For businesses selling goods on open-account terms to private companies in uncertain regions, ARI offers affordable protection – often costing less than 1% of insured sales. It also enables competitive payment terms, which can be a significant advantage. Meanwhile, PRI is indispensable for those managing long-term investments, physical assets, or government contracts, as it shields against risks like unilateral cancellations or breaches of contract by host governments.
Combining ARI and PRI often provides the most comprehensive coverage, especially for businesses operating in emerging markets. ARI not only secures receivables but can also improve financing options – lenders are more likely to include insured receivables in the borrowing base. At the same time, PRI safeguards physical assets and protects operations from government interference.
Ultimately, aligning your insurance strategy with your specific risk profile ensures your business is protected while maintaining the agility needed to thrive in global markets. Whether you opt for ARI, PRI, or a combination of both, the goal remains to secure your operations and support sustainable growth in an unpredictable environment.
FAQs
How do I choose between PRI and ARI?
The main distinction between Political Risk Insurance (PRI) and Accounts Receivable Insurance (ARI) is the type of protection they offer. PRI focuses on safeguarding businesses against losses caused by political events – think expropriation, war, or trade embargoes. It’s particularly useful when operating in regions with unstable political climates. On the other hand, ARI is designed to cover risks related to non-payment, including buyer insolvency and certain political risks, for both domestic and international transactions.
Your choice depends on the risks you’re most concerned about. If political instability is your primary worry, PRI might be the better fit. If your main concern is ensuring payment from buyers, ARI could be more suitable. For businesses facing a mix of these challenges, combining both types of coverage may offer broader protection.
What counts as a political risk under PRI?
Political risks covered under PRI (Political Risk Insurance) encompass several key areas:
- Government actions: This includes scenarios like expropriation, nationalization, or the seizure of assets by a government.
- Political violence: Events such as war, terrorism, or civil unrest fall under this category.
- Economic disruptions: Issues like currency inconvertibility, trade embargoes, or sanctions are included here.
- Contract-related issues: These involve challenges such as contract frustration, repudiation, or the wrongful calling of guarantees.
Each of these risks highlights potential challenges businesses or investors might face when operating in politically unstable environments.
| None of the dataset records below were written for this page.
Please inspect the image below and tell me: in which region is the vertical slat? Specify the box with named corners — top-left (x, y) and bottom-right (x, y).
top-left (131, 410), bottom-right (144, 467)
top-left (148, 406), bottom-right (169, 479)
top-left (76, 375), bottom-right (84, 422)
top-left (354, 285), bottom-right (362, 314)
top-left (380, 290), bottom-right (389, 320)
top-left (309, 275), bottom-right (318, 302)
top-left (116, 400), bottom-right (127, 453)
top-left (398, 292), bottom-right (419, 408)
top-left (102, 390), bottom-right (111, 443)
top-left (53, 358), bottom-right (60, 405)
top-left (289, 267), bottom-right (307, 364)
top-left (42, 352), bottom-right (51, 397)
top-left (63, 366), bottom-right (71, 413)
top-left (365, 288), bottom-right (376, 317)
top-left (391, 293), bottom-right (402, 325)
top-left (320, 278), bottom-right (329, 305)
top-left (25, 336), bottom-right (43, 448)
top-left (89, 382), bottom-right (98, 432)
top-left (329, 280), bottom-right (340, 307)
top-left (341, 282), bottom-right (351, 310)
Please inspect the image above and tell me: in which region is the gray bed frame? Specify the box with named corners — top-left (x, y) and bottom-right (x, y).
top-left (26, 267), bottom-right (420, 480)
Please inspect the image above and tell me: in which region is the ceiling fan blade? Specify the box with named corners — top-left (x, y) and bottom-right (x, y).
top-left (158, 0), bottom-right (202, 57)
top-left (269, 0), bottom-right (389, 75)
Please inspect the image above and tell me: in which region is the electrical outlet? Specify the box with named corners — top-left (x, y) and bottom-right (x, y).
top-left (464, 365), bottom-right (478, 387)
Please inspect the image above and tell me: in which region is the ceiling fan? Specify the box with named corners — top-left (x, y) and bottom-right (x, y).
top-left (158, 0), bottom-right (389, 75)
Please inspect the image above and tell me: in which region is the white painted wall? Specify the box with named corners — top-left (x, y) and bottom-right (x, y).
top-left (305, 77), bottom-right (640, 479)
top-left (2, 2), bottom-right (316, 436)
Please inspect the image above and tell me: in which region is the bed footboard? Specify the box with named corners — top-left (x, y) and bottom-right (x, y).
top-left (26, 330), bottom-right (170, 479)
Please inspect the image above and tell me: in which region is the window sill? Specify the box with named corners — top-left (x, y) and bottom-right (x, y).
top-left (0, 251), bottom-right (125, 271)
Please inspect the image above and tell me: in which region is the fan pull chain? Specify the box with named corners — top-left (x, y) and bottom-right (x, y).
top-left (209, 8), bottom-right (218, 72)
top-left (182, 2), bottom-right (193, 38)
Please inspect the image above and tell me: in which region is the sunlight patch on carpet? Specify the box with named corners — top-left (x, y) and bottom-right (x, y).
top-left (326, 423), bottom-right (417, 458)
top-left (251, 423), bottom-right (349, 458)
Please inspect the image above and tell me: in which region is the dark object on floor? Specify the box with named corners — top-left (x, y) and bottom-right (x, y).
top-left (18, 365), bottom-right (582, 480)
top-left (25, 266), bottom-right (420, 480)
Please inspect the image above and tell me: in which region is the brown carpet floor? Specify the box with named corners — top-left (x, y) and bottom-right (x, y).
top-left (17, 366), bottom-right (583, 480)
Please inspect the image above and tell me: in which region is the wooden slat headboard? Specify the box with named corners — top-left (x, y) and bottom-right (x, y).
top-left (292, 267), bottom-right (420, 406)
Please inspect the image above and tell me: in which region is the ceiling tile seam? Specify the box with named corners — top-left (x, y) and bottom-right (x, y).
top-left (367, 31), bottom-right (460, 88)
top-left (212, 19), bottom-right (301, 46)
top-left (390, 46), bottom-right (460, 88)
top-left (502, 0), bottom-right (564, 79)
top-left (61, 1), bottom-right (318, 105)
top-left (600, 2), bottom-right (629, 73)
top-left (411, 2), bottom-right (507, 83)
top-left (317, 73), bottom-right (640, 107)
Can PRI and ARI be used together?
Yes, PRI (Political Risk Insurance) and ARI (Accounts Receivable Insurance) can complement each other to provide well-rounded protection in international trade. While PRI focuses on shielding businesses from political risks, such as government actions or instability, ARI addresses commercial risks like non-payment or buyer insolvency. Together, they help businesses minimize exposure to a wider range of potential challenges.